Berlusconi, ultimo avviso "La manovra è da rifare"

Attacco congiunto di Fi e il Cavaliere detta la linea ai suoi: «Bisogna cambiare il governo»

Berlusconi, ultimo avviso "La manovra è da rifare"

Questo governo, come gli ultimi cinque, è «il frutto di una manovra di palazzo, che ha messo insieme gli opposti». Per Silvio Berlusconi non rappresenta la maggioranza degli italiani, che il 4 marzo ha scelto il centrodestra. Se allora, spiega in un'intervista all'Adnkronos il leader di Forza Italia, era una maggioranza «relativa», oggi «secondo i sondaggi sarebbe assoluta e sarebbe logico che un nuovo governo ne fosse finalmente espressione».

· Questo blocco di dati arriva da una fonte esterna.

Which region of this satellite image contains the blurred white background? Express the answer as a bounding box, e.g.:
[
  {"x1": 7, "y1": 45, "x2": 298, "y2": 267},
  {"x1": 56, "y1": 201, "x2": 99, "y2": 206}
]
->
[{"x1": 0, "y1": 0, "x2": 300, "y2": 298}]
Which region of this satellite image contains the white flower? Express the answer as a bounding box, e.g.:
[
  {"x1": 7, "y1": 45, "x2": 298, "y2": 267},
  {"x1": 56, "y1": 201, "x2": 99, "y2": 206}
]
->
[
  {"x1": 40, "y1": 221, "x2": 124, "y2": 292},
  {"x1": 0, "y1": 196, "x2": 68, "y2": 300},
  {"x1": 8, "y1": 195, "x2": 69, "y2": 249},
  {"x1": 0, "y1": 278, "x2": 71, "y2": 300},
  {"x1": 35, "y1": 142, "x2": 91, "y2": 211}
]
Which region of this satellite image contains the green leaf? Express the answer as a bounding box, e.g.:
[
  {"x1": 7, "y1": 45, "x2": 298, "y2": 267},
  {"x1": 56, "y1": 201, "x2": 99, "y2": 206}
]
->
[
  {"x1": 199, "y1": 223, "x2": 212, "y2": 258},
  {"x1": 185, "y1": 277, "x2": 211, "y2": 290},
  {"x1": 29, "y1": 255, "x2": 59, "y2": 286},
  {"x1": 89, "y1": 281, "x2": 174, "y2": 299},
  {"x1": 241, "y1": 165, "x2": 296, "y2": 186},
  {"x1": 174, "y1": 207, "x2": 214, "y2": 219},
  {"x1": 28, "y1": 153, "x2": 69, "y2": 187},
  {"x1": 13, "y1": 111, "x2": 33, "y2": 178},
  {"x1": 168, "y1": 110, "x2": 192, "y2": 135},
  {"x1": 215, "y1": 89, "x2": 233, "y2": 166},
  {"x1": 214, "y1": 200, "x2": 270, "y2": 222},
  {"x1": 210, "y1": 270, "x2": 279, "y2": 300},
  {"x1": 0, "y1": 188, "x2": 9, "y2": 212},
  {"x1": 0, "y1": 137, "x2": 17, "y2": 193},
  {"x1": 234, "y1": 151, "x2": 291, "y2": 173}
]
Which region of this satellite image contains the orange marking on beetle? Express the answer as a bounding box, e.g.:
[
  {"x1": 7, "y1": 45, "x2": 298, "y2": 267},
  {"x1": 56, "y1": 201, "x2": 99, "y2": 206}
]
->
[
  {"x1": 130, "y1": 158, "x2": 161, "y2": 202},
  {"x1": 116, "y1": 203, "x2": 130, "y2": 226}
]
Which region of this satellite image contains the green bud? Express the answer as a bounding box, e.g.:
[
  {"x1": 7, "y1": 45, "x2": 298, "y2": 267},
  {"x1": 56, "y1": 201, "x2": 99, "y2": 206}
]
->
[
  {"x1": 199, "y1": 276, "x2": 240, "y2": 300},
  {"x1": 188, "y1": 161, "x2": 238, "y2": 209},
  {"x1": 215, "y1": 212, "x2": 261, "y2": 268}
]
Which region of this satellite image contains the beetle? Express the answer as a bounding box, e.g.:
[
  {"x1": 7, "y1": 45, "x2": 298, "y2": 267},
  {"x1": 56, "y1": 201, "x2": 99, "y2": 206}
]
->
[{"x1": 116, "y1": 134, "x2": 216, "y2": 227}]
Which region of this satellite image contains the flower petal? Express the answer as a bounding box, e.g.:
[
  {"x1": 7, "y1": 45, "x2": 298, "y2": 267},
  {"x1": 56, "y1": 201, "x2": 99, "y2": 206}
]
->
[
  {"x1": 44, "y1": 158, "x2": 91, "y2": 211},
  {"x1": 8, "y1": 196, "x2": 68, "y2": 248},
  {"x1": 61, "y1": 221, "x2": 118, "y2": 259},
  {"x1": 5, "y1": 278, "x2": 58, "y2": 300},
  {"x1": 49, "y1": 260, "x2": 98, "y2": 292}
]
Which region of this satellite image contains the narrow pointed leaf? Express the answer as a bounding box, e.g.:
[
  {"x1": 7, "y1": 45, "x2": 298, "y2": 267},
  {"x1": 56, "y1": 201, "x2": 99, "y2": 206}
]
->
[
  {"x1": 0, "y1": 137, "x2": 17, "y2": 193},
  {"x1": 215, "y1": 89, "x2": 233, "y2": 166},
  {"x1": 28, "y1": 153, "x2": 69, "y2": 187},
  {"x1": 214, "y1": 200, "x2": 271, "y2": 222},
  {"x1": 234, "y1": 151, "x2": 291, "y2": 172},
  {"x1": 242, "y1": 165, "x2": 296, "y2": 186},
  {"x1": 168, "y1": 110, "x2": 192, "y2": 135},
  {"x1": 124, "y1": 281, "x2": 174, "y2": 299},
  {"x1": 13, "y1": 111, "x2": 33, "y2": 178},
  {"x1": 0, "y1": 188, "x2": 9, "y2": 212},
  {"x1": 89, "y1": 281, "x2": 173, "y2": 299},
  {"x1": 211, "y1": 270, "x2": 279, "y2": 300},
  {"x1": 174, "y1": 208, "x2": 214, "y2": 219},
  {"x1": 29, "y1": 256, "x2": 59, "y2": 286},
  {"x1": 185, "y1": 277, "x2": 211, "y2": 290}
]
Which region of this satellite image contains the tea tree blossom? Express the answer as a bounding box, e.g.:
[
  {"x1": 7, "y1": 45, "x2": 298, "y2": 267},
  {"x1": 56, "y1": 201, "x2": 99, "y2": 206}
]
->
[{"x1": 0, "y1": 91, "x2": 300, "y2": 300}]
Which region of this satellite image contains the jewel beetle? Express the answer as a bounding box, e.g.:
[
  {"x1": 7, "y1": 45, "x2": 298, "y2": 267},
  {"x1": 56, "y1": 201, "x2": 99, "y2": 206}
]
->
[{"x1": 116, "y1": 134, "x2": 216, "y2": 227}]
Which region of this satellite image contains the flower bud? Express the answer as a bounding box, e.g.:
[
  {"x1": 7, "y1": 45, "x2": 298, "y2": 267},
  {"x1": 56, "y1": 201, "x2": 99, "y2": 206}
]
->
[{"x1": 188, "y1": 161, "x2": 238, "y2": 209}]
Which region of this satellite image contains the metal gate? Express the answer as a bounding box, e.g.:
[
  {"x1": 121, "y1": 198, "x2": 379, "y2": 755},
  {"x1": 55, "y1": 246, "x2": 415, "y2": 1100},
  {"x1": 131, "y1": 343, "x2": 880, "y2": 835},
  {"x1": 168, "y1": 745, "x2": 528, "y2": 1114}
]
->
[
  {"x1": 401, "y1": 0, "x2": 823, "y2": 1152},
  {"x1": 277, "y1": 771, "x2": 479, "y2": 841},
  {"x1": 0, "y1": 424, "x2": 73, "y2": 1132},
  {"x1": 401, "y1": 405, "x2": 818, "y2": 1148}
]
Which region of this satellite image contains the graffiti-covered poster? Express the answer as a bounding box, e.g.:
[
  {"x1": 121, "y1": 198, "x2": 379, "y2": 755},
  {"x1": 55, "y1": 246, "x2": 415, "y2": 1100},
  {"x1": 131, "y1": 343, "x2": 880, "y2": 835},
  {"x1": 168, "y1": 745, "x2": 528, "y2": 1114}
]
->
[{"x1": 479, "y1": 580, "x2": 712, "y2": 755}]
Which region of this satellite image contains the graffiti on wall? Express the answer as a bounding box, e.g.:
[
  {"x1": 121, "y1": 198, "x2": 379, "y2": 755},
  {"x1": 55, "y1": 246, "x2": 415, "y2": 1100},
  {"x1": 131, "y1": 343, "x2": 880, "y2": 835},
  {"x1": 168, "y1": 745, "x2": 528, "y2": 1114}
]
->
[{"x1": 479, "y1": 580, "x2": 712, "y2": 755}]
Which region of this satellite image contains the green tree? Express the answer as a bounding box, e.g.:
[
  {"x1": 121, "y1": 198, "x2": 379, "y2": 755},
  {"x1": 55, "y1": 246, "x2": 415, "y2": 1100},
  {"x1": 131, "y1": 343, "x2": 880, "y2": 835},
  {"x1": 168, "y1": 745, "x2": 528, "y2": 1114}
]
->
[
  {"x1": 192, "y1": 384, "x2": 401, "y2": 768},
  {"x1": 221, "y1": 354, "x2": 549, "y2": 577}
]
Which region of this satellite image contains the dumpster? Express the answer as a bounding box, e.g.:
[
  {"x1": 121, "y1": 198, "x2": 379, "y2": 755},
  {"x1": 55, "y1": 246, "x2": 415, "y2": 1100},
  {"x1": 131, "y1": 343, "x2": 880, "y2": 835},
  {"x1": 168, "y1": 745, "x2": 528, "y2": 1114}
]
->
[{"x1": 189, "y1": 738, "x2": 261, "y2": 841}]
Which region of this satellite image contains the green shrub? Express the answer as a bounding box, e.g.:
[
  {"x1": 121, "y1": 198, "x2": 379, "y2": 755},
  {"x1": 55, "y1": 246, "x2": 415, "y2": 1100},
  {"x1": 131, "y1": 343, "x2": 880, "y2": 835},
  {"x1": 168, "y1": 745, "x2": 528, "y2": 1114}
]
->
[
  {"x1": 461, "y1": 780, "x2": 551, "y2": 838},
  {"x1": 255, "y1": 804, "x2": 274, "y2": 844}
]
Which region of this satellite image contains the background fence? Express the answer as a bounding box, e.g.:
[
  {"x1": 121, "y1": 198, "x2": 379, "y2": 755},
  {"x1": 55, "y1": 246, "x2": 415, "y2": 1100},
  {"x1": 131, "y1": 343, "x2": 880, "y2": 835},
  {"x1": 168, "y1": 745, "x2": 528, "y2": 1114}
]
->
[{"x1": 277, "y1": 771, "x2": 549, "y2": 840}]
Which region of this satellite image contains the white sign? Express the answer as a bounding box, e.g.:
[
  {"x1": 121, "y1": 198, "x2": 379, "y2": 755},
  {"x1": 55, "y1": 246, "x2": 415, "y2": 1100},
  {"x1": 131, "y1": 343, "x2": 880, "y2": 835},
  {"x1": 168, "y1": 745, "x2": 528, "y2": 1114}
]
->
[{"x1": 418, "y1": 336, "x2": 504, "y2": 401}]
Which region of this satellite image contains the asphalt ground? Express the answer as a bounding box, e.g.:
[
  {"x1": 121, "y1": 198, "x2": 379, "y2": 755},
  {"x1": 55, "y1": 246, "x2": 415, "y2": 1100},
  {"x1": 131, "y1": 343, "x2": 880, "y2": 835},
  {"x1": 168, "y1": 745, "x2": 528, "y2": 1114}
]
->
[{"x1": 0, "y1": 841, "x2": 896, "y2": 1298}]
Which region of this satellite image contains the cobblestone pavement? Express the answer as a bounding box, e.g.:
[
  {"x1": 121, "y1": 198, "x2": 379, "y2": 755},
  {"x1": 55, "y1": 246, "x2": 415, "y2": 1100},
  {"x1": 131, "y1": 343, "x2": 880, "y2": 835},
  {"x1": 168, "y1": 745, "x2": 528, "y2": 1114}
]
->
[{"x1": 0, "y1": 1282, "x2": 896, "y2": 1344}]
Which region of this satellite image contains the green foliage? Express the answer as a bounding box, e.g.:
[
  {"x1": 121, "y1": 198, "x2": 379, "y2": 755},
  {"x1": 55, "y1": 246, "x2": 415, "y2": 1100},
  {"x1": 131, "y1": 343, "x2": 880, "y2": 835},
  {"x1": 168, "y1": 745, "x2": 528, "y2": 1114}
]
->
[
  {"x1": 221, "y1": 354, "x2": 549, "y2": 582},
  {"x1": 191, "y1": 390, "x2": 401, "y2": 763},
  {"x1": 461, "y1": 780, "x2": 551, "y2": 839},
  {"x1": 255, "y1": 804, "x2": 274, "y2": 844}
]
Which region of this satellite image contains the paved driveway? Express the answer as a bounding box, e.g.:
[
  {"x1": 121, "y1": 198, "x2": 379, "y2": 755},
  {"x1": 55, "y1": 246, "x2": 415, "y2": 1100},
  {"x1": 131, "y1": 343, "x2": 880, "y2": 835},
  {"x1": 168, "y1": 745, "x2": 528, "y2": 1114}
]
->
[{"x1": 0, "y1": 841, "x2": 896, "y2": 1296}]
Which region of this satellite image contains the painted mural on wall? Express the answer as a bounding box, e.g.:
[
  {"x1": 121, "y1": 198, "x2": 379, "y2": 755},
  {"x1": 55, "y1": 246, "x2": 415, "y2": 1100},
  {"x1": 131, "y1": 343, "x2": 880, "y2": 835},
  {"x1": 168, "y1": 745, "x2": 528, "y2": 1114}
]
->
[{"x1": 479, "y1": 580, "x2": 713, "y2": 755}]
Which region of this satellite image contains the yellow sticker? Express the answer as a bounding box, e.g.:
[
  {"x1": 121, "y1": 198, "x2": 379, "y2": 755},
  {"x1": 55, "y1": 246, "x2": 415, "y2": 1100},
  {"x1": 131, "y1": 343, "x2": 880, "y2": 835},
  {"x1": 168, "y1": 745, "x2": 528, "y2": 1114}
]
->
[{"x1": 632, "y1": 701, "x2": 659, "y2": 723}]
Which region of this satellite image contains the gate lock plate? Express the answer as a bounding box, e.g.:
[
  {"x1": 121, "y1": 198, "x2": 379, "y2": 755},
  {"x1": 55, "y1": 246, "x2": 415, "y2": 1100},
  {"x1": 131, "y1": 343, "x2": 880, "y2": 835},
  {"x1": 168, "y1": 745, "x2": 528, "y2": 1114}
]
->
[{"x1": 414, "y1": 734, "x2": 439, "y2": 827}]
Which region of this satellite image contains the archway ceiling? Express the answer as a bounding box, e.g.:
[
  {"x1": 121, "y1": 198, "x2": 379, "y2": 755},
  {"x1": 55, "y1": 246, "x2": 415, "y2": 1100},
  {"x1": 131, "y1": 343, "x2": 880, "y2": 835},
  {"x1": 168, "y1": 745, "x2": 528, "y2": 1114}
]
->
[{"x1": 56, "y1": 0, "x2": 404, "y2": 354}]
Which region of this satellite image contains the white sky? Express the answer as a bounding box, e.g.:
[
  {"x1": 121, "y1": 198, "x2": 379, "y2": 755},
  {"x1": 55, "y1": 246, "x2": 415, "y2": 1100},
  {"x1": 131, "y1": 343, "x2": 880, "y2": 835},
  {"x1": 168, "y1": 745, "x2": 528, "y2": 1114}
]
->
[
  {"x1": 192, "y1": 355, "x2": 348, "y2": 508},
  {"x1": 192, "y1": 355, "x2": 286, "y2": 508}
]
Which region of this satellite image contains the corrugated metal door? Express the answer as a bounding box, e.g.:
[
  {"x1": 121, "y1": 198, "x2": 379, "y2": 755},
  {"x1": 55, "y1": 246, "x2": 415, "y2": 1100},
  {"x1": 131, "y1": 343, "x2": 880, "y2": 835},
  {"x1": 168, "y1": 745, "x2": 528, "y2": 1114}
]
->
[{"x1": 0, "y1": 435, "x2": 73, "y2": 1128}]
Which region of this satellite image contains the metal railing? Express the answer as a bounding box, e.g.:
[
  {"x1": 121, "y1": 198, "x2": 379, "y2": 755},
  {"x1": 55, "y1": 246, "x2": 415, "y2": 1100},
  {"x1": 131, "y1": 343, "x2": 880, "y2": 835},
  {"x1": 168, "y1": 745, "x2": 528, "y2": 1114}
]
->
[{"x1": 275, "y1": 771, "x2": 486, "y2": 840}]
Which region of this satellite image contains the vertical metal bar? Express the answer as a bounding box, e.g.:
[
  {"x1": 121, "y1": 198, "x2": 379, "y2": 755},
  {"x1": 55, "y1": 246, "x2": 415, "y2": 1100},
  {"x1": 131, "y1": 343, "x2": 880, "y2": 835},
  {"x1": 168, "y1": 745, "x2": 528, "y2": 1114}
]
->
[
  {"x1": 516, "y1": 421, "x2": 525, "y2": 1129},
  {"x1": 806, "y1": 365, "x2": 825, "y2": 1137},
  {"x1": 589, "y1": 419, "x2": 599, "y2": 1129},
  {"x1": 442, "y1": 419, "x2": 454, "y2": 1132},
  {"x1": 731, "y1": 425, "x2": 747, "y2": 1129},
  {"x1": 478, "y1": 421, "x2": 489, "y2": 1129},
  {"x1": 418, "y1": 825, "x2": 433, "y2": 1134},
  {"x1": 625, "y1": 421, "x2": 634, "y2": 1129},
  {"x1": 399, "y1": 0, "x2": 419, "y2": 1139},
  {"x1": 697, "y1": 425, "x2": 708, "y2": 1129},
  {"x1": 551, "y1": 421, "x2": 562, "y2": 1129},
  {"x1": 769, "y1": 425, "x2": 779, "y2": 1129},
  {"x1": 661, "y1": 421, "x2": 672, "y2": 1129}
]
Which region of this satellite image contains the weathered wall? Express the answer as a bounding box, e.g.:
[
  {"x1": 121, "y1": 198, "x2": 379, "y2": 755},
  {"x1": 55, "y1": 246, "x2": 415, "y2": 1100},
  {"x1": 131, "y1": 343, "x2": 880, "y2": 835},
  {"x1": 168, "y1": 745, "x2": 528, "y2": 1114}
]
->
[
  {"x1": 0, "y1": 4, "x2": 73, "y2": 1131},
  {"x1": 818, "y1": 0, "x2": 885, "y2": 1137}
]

Il Cavaliere, che stasera sarà a Porta a porta, vede nella manovra lo scoglio su cui si infrangerà il patto Lega-M5S, dopo le elezioni europee. «E' tutta da riscrivere, ma non basterà cambiarla, bisogna cambiare questo governo». Evitare la procedura di infrazione sarà «una piccola riduzione del danno», non un successo se Conte, Di Maio e Salvini sono costretti a rimangiarsi confusamente le loro «sceneggiate ad uso elettorale».

Ma Berlusconi non accetta di parlare di «campagna acquisti» tra i grillini per assicurare una prossima maggioranza di centrodestra. Spiega che, dopo il passaggio di Matteo Dall'Osso a Fi, si può solo prevedere che «i più consapevoli» nel movimento cerchino di «salvare sé stessi e l'Italia» da un «progetto totalizzante, gestito da 2-3 persone, che sta portando il Paese verso il baratro». Forte degli ultimi sondaggi, l'ex premier critica l'alleato leghista, che non rispetta al governo il programma di centrodestra. «Salvini -dice- oggi gode di consenso personale grazie al suo dinamismo e alla sua capacità di intercettare alcuni umori dell'elettorato, ma commetterebbe un grave errore se ritenesse di poterlo mantenere pur continuando a venir meno alle attese degli elettori di centrodestra, dal taglio delle tasse, alla semplificazione burocratica, alle grandi opere». Il Cav crede «sempre di più» alla nascita di un nuovo esecutivo con Salvini e con la Meloni. Dice di aver sentito i due leader in queste ore, per organizzare il vertice su liste e candidati governatori alle prossime regionali che potrebbe esserci questa settimana. Per l'Abruzzo appoggia l'esponente di FdI Marco Marsilio, manca solo l'ok della Lega.

Gli azzurri intanto attaccano il governo sulla manovra denunciando un Parlamento «esautorato», in attesa di vedere il testo che i sovranisti riscrivono sotto dettatura dell'Ue. Per il vicepresidente di Fi, Antonio Tajani, il governo ricorda «Capitan Fracassa»: dopo aver fatto fuoco e fiamme con l'Europa fa «marcia indietro e, col cappello in mano, chiede di evitare la procedura d'infrazione». Per il presidente dell'Europarlamento la battaglia con la Ue l'hanno persa sia la Lega che il M5S, costretti a tagliare sul reddito di cittadinanza e sulla riforma della Fornero e il governo è al capolinea. Né esiste una «internazionale sovranista»: le forze populiste sono rumorose quanto divise, «al massimo raggiungeranno 190-200 parlamentari e il nuovo presidente del Parlamento europeo sarà del Ppe».